Uh, only garden hose hookup? No sewer connection? Anybody see the problem?
And of all the possible choices why pick something that is and looks like an outhouse. Yep, you can park that right in front of my living room window.
actually, we hire a “laborer” to do it for a hundred bucks per, and we split 19,900 per
Further proof libs are full of bs.
“The system rests on a trailer that can be parked on any residential property,”
“Come onna my house”-———(R Clooney)——maybe George will allow one at his home.
.
Absolutely. Old travel trailers can be had for a song - not $20K. The insurmountable problem is the human waste issue. Cities and towns would have to allow these things to tap into the sewer line wherever they are placed and then there’s the sewer bill. Ain’t gonna happen. Only other option is a sewer pumping service to come around weekly to pump out small holding tanks (which I presume is the way these converted porta-potties would be handled). Who pays for that service?
Sleep standing up? Lay them down like a coffin?
Composting toilets?
Luckily we have a spot for RVs with sewer, electricity and water and even better it is half a mile from my house.
and the only hookup needed is a water hose.
= = =
There is another problem.
Output must equal input.
True, and very funny.
Those look pretty crappy.
How about the ‘rules’ that make me pay rent/tax on MY Property?
And that skyscraper full of apartments —
Just saw photos of Kowloon Walled City in Hong Kong.
It was 6.4 acre, 12-story high DIY. and Lawless!
That’s an another understatement.
on a trailer that can be parked on any residential property,
= = =
In Kern Co, Calif, one cannot live in their own RV on their own property (without conditional use permit, and only temporarily).
Meth freaks don’t sleep.
I never heard of it until your post
DREADFUL !
http://www.dailymail.co.uk/news/article-2139914/A-rare-insight-Kowloon-Walled-City.html
(lots of pics)
I am so f’ing sick of catering to the homeless. They live in every bush and under every freeway. It is RIDICULOUS and governments and charities are HELPING THEM LIVE THIS WAY, getting people to feel bad for people who “have to live on the streets,” trying to make living on the streets BETTER.

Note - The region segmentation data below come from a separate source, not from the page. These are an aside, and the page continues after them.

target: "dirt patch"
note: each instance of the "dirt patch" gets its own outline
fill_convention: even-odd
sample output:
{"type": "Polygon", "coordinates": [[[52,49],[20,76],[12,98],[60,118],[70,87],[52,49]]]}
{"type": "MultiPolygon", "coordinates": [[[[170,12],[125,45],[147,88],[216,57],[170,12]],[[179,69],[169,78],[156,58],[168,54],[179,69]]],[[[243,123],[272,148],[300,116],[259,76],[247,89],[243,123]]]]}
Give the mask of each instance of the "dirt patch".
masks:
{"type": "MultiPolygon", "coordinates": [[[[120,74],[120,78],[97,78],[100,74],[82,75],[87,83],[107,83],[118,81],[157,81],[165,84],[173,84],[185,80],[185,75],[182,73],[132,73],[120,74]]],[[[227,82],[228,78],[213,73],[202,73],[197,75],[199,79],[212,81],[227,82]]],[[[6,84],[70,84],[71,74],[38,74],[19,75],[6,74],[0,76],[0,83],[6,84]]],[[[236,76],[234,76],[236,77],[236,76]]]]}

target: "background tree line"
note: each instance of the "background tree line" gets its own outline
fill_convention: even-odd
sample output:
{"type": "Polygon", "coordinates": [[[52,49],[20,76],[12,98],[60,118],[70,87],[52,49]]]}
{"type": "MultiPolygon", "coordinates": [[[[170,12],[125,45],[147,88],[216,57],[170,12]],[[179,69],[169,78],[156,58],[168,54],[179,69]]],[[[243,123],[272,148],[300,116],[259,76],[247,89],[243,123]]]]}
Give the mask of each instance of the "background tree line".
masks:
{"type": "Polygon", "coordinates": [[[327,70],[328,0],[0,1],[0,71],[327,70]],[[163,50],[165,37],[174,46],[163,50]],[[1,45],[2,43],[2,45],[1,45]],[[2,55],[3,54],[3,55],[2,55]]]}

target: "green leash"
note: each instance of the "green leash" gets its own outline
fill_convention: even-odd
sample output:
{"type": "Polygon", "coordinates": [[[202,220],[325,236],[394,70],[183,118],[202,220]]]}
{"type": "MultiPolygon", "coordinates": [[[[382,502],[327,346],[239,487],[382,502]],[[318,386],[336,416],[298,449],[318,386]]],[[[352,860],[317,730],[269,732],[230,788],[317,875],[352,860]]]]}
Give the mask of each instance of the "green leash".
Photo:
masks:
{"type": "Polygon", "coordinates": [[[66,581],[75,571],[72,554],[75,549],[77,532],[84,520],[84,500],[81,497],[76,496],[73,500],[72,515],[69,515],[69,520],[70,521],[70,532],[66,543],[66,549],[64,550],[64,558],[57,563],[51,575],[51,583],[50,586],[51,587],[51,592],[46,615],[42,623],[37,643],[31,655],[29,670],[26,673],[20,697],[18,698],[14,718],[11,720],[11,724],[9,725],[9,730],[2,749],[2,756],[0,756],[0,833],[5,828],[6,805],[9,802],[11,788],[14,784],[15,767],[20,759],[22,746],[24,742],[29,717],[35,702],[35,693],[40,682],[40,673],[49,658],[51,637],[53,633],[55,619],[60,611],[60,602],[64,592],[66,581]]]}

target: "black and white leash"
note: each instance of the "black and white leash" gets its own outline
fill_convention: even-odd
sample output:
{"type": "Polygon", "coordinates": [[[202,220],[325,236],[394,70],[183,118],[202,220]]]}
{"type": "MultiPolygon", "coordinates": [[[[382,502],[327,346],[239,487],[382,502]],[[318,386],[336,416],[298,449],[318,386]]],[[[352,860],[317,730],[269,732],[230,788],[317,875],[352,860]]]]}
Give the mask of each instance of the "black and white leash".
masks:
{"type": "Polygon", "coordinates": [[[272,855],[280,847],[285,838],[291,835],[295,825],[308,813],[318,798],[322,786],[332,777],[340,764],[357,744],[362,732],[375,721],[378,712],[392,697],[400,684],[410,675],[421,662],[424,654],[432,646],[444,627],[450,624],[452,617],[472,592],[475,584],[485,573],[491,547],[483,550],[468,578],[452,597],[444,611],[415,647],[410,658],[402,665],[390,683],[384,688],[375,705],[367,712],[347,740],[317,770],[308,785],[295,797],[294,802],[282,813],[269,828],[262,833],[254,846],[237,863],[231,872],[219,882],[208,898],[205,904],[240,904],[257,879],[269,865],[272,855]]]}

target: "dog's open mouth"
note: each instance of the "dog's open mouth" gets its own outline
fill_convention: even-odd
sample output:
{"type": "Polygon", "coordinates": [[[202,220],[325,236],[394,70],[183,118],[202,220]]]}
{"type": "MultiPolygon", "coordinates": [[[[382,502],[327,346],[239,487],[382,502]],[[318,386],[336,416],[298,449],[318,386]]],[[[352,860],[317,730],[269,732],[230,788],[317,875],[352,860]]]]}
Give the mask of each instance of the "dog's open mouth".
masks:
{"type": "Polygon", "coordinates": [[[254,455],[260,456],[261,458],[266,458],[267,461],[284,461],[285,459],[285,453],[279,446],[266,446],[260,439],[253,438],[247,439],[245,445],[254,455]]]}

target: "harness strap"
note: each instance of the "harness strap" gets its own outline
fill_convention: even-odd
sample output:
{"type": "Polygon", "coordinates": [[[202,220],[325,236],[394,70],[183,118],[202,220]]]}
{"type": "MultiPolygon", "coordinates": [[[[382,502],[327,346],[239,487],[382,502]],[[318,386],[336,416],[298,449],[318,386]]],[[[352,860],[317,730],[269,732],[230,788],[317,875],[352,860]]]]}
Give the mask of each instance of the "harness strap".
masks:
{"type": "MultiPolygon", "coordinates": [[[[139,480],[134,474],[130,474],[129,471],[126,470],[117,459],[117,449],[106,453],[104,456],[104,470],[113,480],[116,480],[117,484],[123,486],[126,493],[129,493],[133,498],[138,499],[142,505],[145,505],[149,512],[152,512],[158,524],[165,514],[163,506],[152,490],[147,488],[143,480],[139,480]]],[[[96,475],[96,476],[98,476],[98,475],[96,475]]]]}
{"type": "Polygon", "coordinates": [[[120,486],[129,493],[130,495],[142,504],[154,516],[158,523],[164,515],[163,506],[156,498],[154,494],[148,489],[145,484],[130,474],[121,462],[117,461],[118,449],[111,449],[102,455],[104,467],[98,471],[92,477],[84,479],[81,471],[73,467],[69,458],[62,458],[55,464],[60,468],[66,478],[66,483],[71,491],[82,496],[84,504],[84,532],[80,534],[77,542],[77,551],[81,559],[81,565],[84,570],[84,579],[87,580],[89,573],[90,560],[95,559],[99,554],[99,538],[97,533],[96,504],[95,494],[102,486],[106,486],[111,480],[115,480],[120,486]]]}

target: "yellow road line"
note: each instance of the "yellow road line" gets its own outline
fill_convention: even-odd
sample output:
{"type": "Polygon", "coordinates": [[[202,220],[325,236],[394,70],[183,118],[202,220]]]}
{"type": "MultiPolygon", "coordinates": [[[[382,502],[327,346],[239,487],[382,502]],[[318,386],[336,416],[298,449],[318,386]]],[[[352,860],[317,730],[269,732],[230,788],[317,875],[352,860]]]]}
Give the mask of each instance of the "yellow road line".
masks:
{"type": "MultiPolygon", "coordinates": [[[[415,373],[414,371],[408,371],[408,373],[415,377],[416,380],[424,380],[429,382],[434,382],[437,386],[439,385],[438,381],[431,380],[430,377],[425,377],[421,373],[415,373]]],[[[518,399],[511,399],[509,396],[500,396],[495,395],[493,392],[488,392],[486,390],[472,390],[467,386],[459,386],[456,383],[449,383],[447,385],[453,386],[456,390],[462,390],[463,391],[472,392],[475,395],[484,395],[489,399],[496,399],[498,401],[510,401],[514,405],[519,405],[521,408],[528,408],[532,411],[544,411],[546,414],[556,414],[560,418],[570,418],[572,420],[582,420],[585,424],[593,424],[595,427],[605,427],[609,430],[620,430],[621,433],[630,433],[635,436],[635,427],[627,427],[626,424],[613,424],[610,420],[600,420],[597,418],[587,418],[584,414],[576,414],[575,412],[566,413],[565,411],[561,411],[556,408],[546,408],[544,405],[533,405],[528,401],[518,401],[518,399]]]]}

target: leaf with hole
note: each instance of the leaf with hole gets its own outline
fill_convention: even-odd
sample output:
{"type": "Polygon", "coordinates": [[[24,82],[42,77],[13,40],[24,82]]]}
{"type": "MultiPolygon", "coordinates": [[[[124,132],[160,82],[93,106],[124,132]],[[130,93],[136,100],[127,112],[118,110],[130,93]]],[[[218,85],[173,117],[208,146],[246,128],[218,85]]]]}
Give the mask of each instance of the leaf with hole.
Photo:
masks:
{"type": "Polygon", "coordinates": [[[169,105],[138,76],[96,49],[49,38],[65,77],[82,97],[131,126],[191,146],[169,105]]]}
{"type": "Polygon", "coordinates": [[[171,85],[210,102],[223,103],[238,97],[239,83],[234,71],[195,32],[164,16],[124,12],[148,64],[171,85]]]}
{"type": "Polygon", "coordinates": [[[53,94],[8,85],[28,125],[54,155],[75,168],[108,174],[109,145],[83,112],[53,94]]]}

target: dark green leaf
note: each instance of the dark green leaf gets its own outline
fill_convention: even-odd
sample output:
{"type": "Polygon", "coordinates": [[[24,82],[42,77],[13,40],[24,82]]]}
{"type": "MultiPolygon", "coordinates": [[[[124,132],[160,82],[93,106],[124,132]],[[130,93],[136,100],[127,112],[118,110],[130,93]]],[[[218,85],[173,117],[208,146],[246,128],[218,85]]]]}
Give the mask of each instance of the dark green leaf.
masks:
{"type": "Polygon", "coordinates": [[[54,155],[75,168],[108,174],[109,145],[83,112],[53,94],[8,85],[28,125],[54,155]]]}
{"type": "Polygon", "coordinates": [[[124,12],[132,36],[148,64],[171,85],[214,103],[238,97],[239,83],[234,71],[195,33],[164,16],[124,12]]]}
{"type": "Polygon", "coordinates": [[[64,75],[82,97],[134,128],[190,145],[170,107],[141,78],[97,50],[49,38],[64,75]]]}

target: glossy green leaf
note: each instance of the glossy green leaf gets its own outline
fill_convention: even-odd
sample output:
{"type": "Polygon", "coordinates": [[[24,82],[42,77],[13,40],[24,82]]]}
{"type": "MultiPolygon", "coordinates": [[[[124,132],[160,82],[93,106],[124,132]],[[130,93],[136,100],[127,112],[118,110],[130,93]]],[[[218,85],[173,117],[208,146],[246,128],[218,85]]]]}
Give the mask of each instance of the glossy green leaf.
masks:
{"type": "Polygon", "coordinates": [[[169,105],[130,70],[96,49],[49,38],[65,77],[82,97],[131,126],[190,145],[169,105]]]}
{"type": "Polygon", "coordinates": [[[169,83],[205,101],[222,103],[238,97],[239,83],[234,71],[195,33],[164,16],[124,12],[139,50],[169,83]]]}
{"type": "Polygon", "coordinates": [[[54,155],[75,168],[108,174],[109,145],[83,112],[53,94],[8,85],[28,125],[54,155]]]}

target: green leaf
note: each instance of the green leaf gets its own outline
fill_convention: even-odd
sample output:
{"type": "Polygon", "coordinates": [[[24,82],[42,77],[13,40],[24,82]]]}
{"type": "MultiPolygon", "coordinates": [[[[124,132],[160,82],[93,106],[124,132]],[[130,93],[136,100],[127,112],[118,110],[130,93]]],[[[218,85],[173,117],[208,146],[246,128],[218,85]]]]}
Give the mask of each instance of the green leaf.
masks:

ARE WE A COUNTRY WHO WANTS PEOPLE LIVING ON THE STREETS?
When I was 17 I had massive culture shock in Calcutta, seeing people and cows living on city streets, carving out little shelters in the sides of stone walls of bank buildings. My daughter will not have such culture shock because she is growing up seeing this in Los Angeles.
I’m disgusted by us allowing this. It isn’t allowed in cities that care about themselves, and their visitors. You will not find this in Carmel, Manhattan Beach, or Charleston, SC.
We need to sort and put away anyone living on the streets or in the bushes of a city. We need to be able to commit people who have lost touch with reality even against their will, for their own safety. It is not freedom to put mentally ill out on the streets.
We need to have places out of town for drug and alcohol addicts, give them somewhere to live (forced rehab or even addiction support) outside of town to keep their problems and crime away from us.
And anyone really poor but not ill or addicted needs to have services to help them get back on their feet. Charities as well.
If we locked up the first two groups against their will (if they are dx’ed incompetent or addicted), there wouldn’t be that many on the streets from pure economics. Really. And if we didn’t have all these illegals, we could spare taxpayer. Only to give them a month of leg up time to get prepared to work.